Con una amplia experiencia en formatos televisivos en directo y gran capacidad para la improvisación, Fernández se ata a un guión y, a sus años, debuta como actor. «Me contratan para ver si puedo salir adelante y psicológicamente me encuentro casi entre la vida y la muerte, pero estoy más o menos tranquilo y seguro de poder arrancar risas al público... Lo más difícil va a ser, acostumbrado a ir por libre, tener una visión general de la escena, estar pendiente de lo mío y, también, de lo de los demás», señala el actor.

-¿No es mucha presión lo de sustituir a Javier Cámara?

-No vengo a sustituirlo, porque él hacía otro papel distinto al mío, que, eso sí, era un pilar importante de la serie, pero sería injusto olvidarse de los demás actores, y de los guionistas, brillantes y a la altura de los creadores de series como «Frasier».

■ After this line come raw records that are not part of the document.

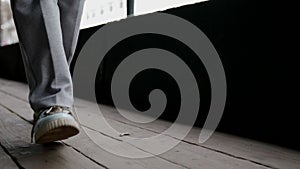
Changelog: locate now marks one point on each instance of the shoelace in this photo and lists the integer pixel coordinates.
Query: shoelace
(46, 112)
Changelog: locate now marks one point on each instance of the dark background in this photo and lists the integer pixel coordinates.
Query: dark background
(256, 42)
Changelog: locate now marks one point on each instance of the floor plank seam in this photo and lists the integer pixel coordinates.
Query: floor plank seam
(191, 143)
(86, 155)
(195, 144)
(15, 160)
(136, 147)
(208, 148)
(30, 122)
(101, 132)
(231, 155)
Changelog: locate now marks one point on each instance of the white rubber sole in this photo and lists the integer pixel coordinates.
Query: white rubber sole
(55, 127)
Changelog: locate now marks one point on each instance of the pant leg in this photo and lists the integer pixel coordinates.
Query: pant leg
(39, 31)
(70, 17)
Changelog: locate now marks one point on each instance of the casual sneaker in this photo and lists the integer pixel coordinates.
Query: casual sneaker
(53, 124)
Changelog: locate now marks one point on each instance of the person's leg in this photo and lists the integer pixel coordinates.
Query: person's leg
(46, 60)
(70, 17)
(40, 35)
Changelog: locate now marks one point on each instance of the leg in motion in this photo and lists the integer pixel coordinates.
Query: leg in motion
(45, 58)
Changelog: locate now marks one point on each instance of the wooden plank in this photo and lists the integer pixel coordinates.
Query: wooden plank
(189, 156)
(249, 150)
(85, 145)
(5, 161)
(15, 137)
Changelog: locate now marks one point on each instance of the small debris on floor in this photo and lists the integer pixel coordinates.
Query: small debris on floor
(124, 134)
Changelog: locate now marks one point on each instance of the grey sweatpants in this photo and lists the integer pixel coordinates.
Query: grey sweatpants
(48, 32)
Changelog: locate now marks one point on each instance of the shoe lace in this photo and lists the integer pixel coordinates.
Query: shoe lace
(46, 112)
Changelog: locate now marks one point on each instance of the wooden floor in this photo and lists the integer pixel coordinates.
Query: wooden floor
(220, 151)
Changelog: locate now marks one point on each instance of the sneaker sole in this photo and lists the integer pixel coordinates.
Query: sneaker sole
(55, 127)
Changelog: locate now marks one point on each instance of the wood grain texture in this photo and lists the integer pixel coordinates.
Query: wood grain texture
(5, 161)
(220, 151)
(15, 137)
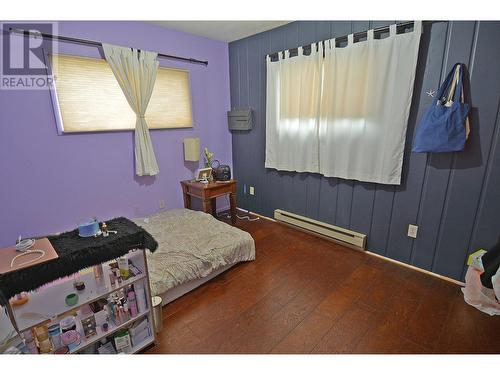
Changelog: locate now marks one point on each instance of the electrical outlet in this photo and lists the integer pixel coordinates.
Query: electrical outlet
(412, 231)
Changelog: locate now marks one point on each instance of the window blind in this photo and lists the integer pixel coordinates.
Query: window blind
(90, 98)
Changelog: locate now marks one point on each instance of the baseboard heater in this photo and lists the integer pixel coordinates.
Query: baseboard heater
(345, 236)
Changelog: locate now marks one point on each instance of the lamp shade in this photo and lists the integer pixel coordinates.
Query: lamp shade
(191, 149)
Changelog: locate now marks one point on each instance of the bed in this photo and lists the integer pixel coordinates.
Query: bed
(194, 247)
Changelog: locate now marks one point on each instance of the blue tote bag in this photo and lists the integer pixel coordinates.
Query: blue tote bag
(442, 128)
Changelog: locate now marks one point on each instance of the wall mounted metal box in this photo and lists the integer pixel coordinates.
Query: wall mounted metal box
(240, 119)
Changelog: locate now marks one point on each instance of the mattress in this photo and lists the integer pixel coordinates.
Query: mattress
(192, 245)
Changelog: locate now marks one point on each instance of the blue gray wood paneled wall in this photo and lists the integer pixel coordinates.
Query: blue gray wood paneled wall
(454, 198)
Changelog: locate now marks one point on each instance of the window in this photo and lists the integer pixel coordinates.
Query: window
(90, 99)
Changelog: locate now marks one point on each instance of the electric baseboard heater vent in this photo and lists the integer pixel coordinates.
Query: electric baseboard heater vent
(345, 236)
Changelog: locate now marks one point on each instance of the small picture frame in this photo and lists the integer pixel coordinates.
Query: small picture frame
(203, 174)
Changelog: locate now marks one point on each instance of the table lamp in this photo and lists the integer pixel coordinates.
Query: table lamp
(191, 149)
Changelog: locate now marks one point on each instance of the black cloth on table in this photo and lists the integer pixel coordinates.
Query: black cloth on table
(76, 253)
(491, 262)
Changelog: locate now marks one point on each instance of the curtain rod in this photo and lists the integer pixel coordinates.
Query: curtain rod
(358, 34)
(28, 33)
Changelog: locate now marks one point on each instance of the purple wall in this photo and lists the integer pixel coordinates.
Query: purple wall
(48, 182)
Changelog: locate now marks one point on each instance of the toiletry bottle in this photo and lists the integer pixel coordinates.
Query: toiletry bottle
(124, 268)
(104, 230)
(132, 304)
(112, 278)
(141, 299)
(98, 272)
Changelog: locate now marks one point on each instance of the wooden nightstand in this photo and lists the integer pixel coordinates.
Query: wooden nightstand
(208, 194)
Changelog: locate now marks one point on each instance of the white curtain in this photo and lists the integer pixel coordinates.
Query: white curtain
(293, 97)
(136, 74)
(359, 127)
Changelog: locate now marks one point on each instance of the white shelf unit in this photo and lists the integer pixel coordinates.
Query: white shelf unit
(47, 304)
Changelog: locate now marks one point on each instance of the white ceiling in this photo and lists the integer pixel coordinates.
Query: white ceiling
(227, 31)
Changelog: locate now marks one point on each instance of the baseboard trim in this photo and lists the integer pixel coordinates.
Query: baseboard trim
(445, 278)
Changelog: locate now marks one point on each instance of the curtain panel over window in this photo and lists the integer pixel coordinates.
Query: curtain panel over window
(344, 115)
(136, 74)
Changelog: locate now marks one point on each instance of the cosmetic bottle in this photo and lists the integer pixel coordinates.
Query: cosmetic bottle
(132, 304)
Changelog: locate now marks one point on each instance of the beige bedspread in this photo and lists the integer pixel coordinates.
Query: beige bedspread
(192, 245)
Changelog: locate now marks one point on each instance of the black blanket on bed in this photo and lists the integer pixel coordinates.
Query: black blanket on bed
(76, 253)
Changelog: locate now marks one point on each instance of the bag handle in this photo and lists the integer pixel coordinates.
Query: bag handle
(447, 82)
(456, 76)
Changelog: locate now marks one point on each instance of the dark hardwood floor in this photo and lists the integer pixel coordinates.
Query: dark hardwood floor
(304, 294)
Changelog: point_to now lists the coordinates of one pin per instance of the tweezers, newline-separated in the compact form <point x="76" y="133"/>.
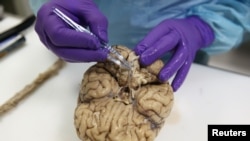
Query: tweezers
<point x="113" y="56"/>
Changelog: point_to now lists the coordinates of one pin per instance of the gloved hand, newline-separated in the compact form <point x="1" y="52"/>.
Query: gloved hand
<point x="183" y="38"/>
<point x="63" y="40"/>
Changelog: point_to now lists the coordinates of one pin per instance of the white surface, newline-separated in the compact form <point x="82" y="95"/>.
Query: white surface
<point x="208" y="96"/>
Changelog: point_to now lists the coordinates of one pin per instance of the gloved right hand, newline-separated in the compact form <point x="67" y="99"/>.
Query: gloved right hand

-Usted ha ido por libre, casi interpretando el desquiciado papel de «Fernández» en el medio televisivo. ¿Se puede sujetar a un guión?

-Yo nunca he tenido equipo de guionistas, aunque ideas recibo muchas para mis actuaciones, pero creo que ha llegado el momento de probar si tengo la madurez suficiente para hacer esto. En cuanto a mi forma de hacer televisión, el público tiene que que tener claro que no soy como aparezco en «El informal»: yo no soy mi propio personaje.

RETROALIMENTACIÓN

-A partir de septiembre, seguro que no: será Félix Gimeno.

-Es para mí un paso difícil, pero no imposible. Tampoco piense que voy a ir muy en serio... La serie no es nada comercial y admite salidas de tono.

-¿Que puede aportar a una comedia tan rodada como «7 vidas»?

-Mi buena fe. Sinceramente creo que me va a aportar ella más a mí que al contrario. En el proceso de retroalimentación, voy a ser yo el más beneficiado.

-¿Y seguirá con «El informal»?

-Tengo que seguir ahí mientras aprendo a ser actor en «7 vidas», pero nadie es imprescindible en televisión. Hasta hace poco, los que daban la cara ante la cámara eran intocables, pero yo creo más en la fuerza del guión, del producto bien hecho, realizado y presentado. Eso de producir una serie con un protagonista que cobra 30 millones y varios secundario que sólo llegan a las 200.000 pesetas se tiene que acabar. La nueva televisión tiende a hacer a todos importantes para que el producto eche a andar por sí solo.